Choctaw / Ancestral Choctaw Relevance:
• Explicit references: Yes — the Choctaw are one of the three primary case studies, with detailed treatment of their kinship system in both the precontact and post-Removal periods.
• The report is entirely focused on postcontact transformations—especially the 19th-century impact of Removal, missionary education, U.S. Indian policy, and legal restructuring in Indian Territory.
• Spoehr does not use archaeological material culture as evidence, but his descriptions of household organization, clan affiliation, and community settlement logic (e.g., dispersed farmsteads vs. compact villages) may help archaeologists frame site function and spatial patterning in late 18th–19th century Choctaw contexts.
Assessment for CRM Use / Archaeological Utility:
• Although the report does not contain archaeological field data, it may still be useful to CRM archaeologists working on historical Choctaw sites, particularly in:
o Interpreting household composition and settlement patterns based on kinship logic.
o Contextualizing postcontact and post-Removal changes in site layout or artifact distribution (e.g., gendered activity spaces, property inheritance).

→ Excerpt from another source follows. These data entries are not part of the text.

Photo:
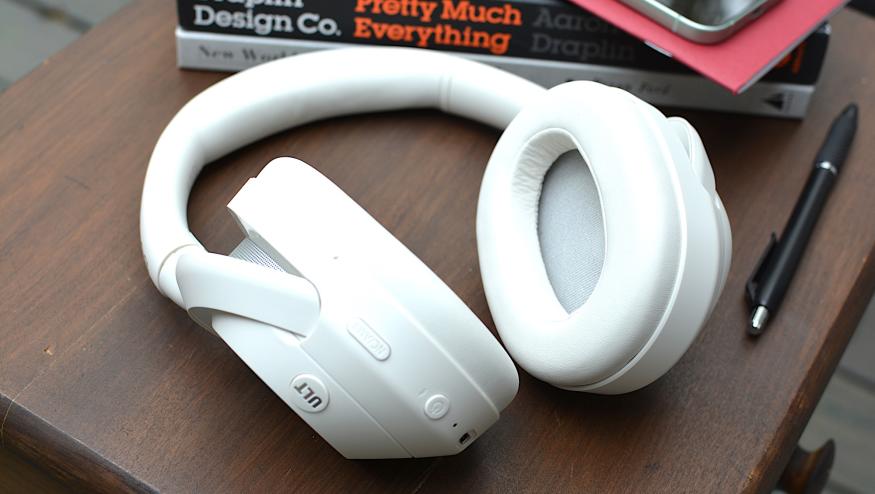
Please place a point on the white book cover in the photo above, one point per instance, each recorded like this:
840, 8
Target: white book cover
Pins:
231, 53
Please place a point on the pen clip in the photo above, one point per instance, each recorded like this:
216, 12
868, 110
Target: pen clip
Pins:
753, 282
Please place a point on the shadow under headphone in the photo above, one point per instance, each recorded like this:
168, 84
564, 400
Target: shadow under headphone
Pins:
603, 248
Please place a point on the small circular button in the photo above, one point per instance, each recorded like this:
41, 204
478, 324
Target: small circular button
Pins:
309, 394
436, 406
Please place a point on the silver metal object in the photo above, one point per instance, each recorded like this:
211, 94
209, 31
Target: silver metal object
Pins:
758, 320
826, 165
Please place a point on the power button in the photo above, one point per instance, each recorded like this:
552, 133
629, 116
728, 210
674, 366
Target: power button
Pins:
436, 406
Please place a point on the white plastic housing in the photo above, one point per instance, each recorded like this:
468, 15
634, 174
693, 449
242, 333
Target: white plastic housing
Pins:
388, 336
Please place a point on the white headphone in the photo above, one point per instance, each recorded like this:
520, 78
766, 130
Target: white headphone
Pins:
603, 247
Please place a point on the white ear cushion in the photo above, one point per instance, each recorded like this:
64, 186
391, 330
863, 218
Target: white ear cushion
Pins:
635, 172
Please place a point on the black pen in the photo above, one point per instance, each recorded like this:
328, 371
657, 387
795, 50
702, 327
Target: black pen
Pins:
770, 279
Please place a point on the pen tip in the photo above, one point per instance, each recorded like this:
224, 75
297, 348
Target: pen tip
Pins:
758, 320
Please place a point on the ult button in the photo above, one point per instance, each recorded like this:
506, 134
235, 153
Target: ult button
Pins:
309, 394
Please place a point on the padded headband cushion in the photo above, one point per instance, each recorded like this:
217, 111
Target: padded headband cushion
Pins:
633, 168
304, 88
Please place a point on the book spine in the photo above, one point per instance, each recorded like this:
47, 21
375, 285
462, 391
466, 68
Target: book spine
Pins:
197, 50
538, 29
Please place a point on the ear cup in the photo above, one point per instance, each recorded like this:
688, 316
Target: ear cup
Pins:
662, 253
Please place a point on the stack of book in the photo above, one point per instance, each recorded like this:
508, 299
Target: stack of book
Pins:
546, 41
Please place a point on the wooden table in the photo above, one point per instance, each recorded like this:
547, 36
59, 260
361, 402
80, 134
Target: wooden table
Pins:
109, 385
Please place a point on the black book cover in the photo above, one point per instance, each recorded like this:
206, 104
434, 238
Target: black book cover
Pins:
533, 29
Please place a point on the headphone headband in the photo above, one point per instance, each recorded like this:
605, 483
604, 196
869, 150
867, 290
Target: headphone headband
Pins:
305, 88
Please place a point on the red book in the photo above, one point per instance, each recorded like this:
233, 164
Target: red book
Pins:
743, 58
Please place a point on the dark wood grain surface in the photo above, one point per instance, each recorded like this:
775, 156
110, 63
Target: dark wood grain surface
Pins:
110, 386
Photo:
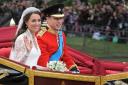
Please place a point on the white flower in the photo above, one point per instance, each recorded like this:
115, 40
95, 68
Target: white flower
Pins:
57, 66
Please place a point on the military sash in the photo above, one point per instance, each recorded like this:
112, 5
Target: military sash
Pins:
56, 56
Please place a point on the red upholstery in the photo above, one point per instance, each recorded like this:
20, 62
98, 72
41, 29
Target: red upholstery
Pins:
5, 44
86, 63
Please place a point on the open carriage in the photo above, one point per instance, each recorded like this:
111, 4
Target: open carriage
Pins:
93, 71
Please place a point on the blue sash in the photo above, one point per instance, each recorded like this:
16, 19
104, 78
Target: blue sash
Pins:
56, 56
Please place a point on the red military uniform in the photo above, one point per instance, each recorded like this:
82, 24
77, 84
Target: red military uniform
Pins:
48, 45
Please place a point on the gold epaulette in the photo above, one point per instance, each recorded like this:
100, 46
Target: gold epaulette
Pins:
42, 31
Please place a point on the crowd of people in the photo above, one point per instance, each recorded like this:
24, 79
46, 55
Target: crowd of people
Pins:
108, 19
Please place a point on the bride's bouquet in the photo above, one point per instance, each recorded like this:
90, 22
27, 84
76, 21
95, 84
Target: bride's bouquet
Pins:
57, 66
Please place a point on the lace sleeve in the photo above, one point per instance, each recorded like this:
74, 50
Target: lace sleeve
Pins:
20, 50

o Supporting tribal consultations that integrate social and political changes with material expectations.
• However, its use of outdated frameworks (e.g., "acculturation," "disintegration of native institutions") should be interpreted critically. It is descriptive and lacks Indigenous perspectives.
Data Presentation / Decolonizing Commentary:
• Language and assumptions: Spoehr’s approach reflects mid-20th century acculturation theory. He views cultural change as a linear progression away from “traditional” systems toward “Western” norms, often using terms like “loss,” “breakdown,” or “replacement.” There's no discussion of resilience, continuity, or Indigenous perspectives on change.
• Biases: The tone is authoritative and comparative but lacks engagement with contemporary or descendant community voices. Spoehr generalizes from limited historic sources and selectively uses ethnographic data without considering the political context of those records.
• Opportunities for reframing: A modern approach would reexamine the same kinship shifts as acts of adaptation, sovereignty, and cultural negotiation, rather than mere cultural erosion. His documented legal and educational shifts could be reinterpreted as responses to colonial pressure rather than passive assimilation.